Valerie Gommon Midwife’s Blog

Epidural v Natural Birth

Posted on: March 14, 2009


There has been quite a bit of debate this week about whether women should have access to an epidural in labour.

Of course in the majority of cases women do have access to an epidural in labour if this is what they choose, however many maternity units cannot GUARANTEE that a woman will get an epidural when she requests one.  This may be for several reasons.  A woman who has an epidural needs to have one to one midwifery care to ensure the safety of both the mother and her baby.  If a unit is particularly busy or poorly staffed a midwife may not be available to give this level of care (it is well documented that midwives are often caring for two or more women who are in active labour), secondly, an anaesthetist may not be immediately available.
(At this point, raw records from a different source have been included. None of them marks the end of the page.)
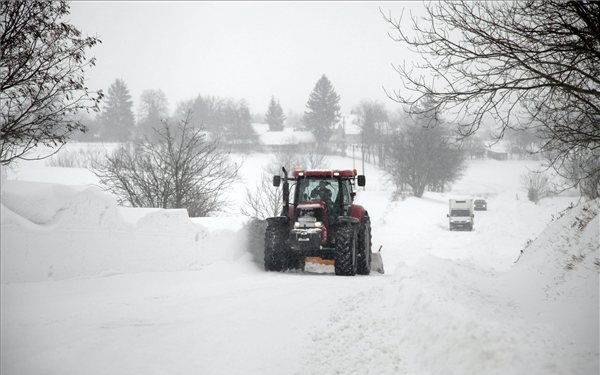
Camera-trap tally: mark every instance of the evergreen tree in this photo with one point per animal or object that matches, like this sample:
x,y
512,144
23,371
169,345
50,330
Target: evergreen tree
x,y
323,110
117,120
275,116
153,110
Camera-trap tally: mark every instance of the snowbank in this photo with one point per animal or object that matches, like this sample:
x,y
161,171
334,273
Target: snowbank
x,y
52,231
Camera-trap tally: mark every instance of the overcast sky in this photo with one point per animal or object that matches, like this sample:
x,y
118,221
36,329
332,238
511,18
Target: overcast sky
x,y
244,50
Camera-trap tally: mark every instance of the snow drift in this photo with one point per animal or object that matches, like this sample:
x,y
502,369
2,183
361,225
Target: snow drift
x,y
57,232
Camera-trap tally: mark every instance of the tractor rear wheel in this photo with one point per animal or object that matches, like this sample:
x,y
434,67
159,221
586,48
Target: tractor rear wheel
x,y
363,256
276,257
345,251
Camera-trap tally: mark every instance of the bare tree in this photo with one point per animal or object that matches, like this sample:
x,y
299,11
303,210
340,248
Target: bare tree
x,y
537,184
422,155
265,201
527,64
176,168
42,64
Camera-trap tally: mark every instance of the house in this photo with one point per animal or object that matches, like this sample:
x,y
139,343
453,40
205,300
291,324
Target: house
x,y
285,140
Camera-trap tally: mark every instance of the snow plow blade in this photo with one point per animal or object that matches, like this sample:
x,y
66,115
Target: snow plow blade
x,y
377,261
319,260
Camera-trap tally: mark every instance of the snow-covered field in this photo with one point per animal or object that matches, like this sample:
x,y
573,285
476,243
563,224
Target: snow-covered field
x,y
92,288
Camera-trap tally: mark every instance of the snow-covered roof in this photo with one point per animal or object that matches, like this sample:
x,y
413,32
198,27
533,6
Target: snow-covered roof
x,y
286,136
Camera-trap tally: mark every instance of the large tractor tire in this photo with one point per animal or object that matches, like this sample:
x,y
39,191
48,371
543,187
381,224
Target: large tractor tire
x,y
276,257
363,255
345,251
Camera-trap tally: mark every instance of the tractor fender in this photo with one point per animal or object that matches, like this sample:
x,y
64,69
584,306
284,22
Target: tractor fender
x,y
356,211
348,220
277,220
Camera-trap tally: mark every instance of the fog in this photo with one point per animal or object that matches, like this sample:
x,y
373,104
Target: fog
x,y
244,50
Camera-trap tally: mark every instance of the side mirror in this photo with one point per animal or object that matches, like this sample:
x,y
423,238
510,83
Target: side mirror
x,y
361,180
286,192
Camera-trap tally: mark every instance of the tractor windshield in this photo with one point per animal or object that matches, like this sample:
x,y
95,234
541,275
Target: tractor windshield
x,y
325,189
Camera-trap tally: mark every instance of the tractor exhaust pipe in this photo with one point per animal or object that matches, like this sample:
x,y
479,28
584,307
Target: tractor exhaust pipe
x,y
286,193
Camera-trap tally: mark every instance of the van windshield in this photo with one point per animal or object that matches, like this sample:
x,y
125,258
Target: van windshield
x,y
460,213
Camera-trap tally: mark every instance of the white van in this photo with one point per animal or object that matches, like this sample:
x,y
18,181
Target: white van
x,y
461,214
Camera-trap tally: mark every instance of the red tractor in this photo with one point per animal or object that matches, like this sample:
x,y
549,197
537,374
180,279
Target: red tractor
x,y
321,221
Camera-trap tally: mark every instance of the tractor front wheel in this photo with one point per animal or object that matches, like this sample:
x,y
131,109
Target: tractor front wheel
x,y
345,251
276,257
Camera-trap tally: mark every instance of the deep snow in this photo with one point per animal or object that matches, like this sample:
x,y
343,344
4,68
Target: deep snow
x,y
90,287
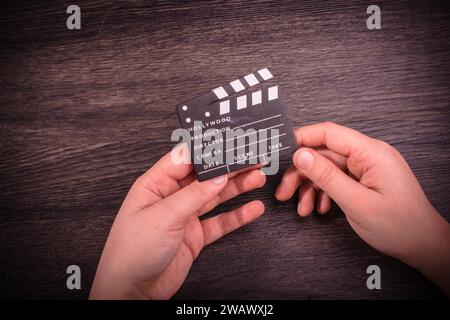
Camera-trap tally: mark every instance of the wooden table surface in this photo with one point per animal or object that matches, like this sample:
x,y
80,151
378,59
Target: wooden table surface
x,y
85,112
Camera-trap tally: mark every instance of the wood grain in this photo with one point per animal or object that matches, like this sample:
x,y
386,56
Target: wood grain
x,y
83,113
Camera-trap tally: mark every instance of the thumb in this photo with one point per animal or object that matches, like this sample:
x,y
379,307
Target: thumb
x,y
339,186
178,207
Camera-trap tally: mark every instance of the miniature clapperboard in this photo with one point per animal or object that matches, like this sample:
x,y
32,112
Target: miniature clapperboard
x,y
237,125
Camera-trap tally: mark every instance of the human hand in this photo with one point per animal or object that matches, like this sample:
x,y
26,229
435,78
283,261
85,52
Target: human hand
x,y
375,188
157,233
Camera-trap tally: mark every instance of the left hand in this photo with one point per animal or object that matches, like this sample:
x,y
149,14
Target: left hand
x,y
157,233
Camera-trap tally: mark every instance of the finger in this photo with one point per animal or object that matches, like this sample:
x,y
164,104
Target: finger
x,y
339,160
339,139
290,181
178,207
242,183
321,171
222,224
306,199
160,181
323,202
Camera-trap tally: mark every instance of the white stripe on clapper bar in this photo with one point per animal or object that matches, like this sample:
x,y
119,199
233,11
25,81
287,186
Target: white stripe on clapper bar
x,y
225,107
220,93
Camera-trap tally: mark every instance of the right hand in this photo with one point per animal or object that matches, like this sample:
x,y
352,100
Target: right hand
x,y
375,188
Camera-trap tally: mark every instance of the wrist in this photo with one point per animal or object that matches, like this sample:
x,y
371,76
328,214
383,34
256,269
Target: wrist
x,y
432,256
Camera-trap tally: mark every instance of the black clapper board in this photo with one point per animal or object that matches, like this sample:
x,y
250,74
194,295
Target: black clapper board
x,y
250,107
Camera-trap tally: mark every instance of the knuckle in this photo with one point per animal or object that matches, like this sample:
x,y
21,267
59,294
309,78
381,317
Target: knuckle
x,y
329,124
327,173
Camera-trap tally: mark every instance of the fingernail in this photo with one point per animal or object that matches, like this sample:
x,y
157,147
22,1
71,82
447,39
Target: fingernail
x,y
304,160
219,180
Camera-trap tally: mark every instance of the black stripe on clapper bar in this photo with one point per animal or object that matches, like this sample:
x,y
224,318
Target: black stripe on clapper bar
x,y
261,108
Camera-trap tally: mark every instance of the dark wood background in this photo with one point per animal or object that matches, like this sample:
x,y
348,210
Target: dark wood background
x,y
83,113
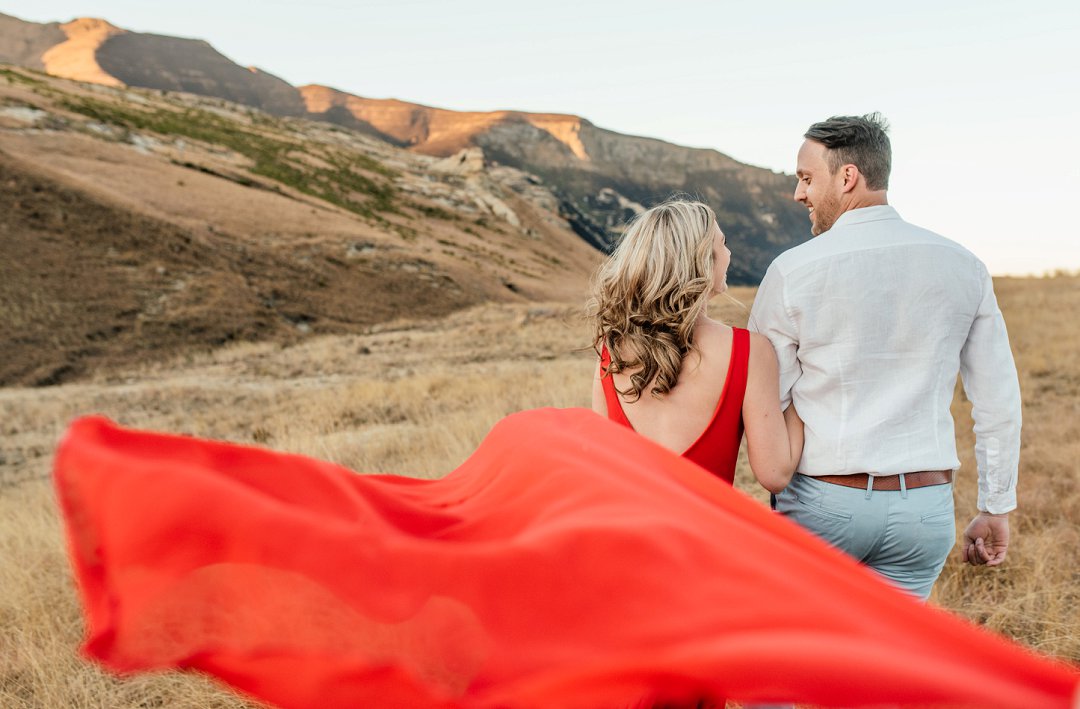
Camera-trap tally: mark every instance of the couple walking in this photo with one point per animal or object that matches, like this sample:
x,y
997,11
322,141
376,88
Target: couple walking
x,y
863,330
571,562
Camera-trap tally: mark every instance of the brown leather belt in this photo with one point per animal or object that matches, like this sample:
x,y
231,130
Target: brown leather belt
x,y
920,479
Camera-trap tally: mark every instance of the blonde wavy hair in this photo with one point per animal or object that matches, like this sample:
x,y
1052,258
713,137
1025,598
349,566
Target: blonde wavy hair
x,y
648,295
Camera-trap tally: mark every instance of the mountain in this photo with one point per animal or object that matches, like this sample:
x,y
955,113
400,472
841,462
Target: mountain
x,y
143,225
598,176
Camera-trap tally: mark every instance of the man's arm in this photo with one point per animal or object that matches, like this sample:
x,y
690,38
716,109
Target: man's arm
x,y
990,383
770,317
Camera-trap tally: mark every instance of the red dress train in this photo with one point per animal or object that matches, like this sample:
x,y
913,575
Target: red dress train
x,y
569,562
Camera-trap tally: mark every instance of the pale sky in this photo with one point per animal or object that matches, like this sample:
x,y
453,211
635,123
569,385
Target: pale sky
x,y
983,96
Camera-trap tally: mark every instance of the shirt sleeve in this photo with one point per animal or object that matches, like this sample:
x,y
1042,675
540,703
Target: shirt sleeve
x,y
770,318
990,383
The debate occurred because there have been several articles in the media recently regarding the National Childbirth Trust’s (NCT’s) views on women’s access to epidurals following the publication of a guidance document, “Making Normal Birth a Reality”, drawn up by the NCT with the backing of the Royal College of Midwives and the Royal College of Obstetricians and Gynaecologists. www.appg-maternity.org.uk/resource/Normal+Birth+Consensus+Statement+NEW+LOGO.pdf and www.nct.org.uk/press-office/press-releases/view/128

There was a very interesting debate on Woman’s Hour this week when Belinda Phipps, the Chief Executive of the National Childbirth Trust was interviewed opposite Smriti Singh.  www.bbc.co.uk/radio4/womanshour/02/2009_10_thu.shtml and

The programme highlighted that epidurals are extremely safe (and I say thank goodness for the fantastic medical care we have if it is needed), but I personally do feel that there are very good reasons for avoiding an epidural if possible.
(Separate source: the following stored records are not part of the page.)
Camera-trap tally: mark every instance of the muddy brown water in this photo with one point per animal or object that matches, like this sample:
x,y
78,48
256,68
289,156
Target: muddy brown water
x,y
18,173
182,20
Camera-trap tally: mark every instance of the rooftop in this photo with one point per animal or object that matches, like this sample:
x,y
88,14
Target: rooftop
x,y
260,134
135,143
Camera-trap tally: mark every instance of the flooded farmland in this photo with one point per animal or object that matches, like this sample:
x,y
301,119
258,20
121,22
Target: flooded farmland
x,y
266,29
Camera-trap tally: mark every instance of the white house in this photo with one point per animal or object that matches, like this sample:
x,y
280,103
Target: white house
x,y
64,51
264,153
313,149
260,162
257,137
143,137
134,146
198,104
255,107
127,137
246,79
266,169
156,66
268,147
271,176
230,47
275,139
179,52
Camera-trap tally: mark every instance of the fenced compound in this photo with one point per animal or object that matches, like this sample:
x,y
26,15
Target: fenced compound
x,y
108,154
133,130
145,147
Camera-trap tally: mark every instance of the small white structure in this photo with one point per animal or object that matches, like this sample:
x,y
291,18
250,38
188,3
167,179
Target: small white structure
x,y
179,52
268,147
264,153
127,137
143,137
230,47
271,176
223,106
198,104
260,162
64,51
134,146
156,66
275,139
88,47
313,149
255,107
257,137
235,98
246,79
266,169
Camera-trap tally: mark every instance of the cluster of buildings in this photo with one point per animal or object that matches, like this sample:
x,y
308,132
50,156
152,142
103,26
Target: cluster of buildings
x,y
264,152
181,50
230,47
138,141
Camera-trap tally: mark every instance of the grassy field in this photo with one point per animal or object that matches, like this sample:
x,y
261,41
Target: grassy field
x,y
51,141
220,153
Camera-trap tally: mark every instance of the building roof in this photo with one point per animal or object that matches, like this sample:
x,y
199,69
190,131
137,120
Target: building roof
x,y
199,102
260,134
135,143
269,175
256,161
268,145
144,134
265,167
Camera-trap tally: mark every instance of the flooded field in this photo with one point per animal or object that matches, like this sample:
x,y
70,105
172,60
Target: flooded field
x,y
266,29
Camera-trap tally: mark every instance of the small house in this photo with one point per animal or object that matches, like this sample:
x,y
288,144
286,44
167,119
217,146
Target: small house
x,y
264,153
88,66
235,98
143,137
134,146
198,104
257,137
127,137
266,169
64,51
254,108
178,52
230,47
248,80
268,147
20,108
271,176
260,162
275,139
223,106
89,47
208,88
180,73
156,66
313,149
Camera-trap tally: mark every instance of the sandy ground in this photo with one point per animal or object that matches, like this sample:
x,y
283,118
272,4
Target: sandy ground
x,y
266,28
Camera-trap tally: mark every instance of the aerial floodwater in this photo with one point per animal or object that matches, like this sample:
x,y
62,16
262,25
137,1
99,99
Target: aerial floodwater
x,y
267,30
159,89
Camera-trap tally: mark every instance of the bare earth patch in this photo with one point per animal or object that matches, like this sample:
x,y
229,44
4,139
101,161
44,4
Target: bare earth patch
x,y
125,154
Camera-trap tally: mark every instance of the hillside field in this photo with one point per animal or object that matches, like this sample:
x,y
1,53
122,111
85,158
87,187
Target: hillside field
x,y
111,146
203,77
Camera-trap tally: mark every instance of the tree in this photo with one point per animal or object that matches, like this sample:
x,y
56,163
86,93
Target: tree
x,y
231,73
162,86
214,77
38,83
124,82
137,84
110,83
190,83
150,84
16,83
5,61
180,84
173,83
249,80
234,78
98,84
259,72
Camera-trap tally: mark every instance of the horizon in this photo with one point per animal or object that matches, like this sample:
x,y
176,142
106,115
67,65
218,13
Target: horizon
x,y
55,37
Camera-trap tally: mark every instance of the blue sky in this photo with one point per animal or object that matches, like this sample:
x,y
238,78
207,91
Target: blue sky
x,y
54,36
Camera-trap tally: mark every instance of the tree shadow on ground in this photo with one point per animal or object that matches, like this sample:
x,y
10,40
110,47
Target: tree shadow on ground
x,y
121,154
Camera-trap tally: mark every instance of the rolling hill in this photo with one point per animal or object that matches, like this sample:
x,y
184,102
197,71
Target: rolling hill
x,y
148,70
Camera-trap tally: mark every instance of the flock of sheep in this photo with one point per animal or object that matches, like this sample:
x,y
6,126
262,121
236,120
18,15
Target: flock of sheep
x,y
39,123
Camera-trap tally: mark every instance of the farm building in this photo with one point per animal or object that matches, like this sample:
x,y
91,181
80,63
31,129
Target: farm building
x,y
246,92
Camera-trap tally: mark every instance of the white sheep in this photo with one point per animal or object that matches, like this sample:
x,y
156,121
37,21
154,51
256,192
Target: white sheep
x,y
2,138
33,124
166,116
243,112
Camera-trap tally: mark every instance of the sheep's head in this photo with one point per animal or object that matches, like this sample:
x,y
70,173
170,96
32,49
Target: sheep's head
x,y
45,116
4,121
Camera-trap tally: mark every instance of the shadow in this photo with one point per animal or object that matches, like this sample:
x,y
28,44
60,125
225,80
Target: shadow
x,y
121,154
Epidurals are not recommended until a woman is in “established” labour, that is that she is having regular, strong contractions and that her cervix is dilated (usually to 3cm).  The reason for this recommendation is that if the epidural is given earlier the labour could stop as labour may not be fully established.

By having an epidural, a woman is usually confined to bed.  She will need to have her baby continuously monitored by a cardiotocograph machine (CTG) as the epidural can affect the baby, she will also need an intravenous drip because the epidural can significantly lower her blood pressure and she may well also need a urinary catheter to keep her bladder empty.  Being confined to bed will not allow the normal active behaviour of the mother which will help the baby into the optimum position for birth, nor will she have the affect of gravity.  Epidurals occasionally allow the labour to progress more quickly, but more likely the labour will slow and an oxytocic drug (syntocinon) will be needed to increase contractions, and so the “cascade of intervention” continues.  It is also true that women are slightly more likely to need assistance from either a ventouse or forceps to deliver their baby as it is more difficult to “push” out the baby when you have an epidural.

Whilst being an advocate for my clients, and if (given this knowledge) a woman chooses an epidural I honestly believe it is my job to support her in this choice; this said, I believe that far fewer women would actually choose an epidural is they received appropriate one to one support, preferably from a known midwife during their labour.